If the red and blue areas in each square are equal, they must each be half of the square. Let $A$ be the area of the square. Then we have $\frac{1}{4}\pi R^2 = \frac{A}{2}$ and $\pi r^2 = \frac{A}{2}$ . So $\begin{aligned} \frac{1}{4}\pi R^2 &= \pi r^2 \\ \frac{R^2}{r^2} &= 4 \\ \frac{R}{r} &= \boxed{2} \end{aligned}$

The larger circle, if completed, would cover 4 times the area, so it must have twice the radius of the smaller one.

Assume that the area enclosed by each square is $2x$ . Then, the area covered by the circle of radius $R$ is $\frac{1}{4}\pi R^{2}=x$ . Solving for $R$ , we get $R=\sqrt{\frac{4x}{\pi }}=2\sqrt{\frac{x}{\pi }}$ . The area covered by the circle of radius $r$ is $\pi r^{2}=x$ . Solving for $r$ , we get $r=\sqrt{\frac{x}{\pi }}$ . As you can see, $R=2r$ , so therefore $\frac{R}{r}=2$ .

Boiling water solution

solution

Let a be the side of square. Then: $a^2-\frac{\pi R^2}{4} = a^2-\pi r^2$

$\frac{R^2}{r^2} = 4$

$\frac{R}{r} = 2$

Using area of sector formula; Area of quarter = 1/2 (R^2 θ) =1/4 (π R^2) Area of circle = π r^2

Let S be the side of a square.
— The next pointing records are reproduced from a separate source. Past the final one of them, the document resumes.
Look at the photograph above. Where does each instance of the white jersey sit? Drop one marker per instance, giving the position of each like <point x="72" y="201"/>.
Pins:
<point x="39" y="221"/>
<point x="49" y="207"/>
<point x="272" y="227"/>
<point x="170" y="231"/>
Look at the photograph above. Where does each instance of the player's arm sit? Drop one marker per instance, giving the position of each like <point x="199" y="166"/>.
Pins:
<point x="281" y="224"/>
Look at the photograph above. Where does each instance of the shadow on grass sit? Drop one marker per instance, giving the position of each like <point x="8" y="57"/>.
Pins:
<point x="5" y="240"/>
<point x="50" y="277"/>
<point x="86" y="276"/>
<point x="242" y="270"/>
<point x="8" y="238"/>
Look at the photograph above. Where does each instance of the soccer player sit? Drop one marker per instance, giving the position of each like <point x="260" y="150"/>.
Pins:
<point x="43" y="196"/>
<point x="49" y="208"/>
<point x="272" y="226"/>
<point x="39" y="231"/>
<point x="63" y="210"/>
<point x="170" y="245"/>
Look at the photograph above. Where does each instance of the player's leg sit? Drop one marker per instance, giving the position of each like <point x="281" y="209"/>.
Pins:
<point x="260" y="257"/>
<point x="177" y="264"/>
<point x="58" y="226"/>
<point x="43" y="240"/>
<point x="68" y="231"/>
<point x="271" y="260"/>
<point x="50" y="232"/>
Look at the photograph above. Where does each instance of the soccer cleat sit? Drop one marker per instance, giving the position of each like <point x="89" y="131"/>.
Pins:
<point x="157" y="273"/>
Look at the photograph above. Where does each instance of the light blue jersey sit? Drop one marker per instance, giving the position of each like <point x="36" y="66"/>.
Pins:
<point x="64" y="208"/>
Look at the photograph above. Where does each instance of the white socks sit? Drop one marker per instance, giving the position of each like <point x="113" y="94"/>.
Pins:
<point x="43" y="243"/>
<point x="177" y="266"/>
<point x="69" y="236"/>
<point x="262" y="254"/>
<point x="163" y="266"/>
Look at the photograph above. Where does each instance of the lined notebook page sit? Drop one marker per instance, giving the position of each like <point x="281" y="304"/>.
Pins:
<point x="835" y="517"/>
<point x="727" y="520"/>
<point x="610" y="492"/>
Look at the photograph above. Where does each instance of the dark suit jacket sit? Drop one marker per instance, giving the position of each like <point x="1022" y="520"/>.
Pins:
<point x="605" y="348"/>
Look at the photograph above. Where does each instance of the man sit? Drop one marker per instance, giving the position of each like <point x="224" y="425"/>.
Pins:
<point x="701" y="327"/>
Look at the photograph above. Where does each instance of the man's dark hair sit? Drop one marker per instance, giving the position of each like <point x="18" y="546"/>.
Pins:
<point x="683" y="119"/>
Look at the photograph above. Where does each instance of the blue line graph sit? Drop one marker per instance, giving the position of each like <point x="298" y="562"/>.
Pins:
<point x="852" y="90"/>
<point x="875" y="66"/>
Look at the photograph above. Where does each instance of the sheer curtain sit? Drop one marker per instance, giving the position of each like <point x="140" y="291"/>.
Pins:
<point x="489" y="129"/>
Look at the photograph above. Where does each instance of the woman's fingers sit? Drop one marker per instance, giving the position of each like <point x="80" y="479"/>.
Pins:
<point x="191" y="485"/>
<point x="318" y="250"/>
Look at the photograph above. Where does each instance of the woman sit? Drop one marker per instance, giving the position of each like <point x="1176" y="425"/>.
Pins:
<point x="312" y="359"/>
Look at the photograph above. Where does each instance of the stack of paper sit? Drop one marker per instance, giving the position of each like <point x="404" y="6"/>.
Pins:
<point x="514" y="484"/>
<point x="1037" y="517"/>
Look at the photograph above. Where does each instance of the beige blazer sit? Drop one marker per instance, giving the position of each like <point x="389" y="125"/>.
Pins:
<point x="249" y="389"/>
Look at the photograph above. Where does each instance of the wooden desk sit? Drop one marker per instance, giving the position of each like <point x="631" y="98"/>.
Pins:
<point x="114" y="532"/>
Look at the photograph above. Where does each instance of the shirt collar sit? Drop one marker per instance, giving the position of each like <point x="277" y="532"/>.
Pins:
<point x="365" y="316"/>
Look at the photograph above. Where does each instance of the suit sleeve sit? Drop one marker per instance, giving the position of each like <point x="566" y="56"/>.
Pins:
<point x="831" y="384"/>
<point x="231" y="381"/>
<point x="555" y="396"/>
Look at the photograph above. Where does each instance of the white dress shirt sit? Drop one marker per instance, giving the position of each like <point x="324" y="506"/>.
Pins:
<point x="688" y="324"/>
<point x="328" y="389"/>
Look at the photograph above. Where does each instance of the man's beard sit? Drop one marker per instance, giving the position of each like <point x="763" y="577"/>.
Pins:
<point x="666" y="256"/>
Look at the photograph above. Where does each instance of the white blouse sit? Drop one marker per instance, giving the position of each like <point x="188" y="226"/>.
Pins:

Then s^2 -(1/4) pi R^2 = S^2 = pi*r^2, R^2/4 = r^2, R/2 = r, R/r = 2

If the areas are equal, if the entire area was one that would mean the quarter circle radius is .5. That means the smaller full circle has a radius of .25 and .5/.25=2

Choose any positive number you want for "R".

$PinkCircleArea = Π*R^2$ ;

$PinkArea = PinkCircleArea / 4$ ;

$r = \sqrt{PinkArea / Π}$ ;

And $R/r$ always results in "2".

Area of the left sided quarter circle is A= 1/4x πR^2 and area of small circle on Rt side is πr^2 . Since both areas are equal therefore

1/4 X πR^2 = πr^2 => R^2/ r^2 = 4/1 => R/ r = 2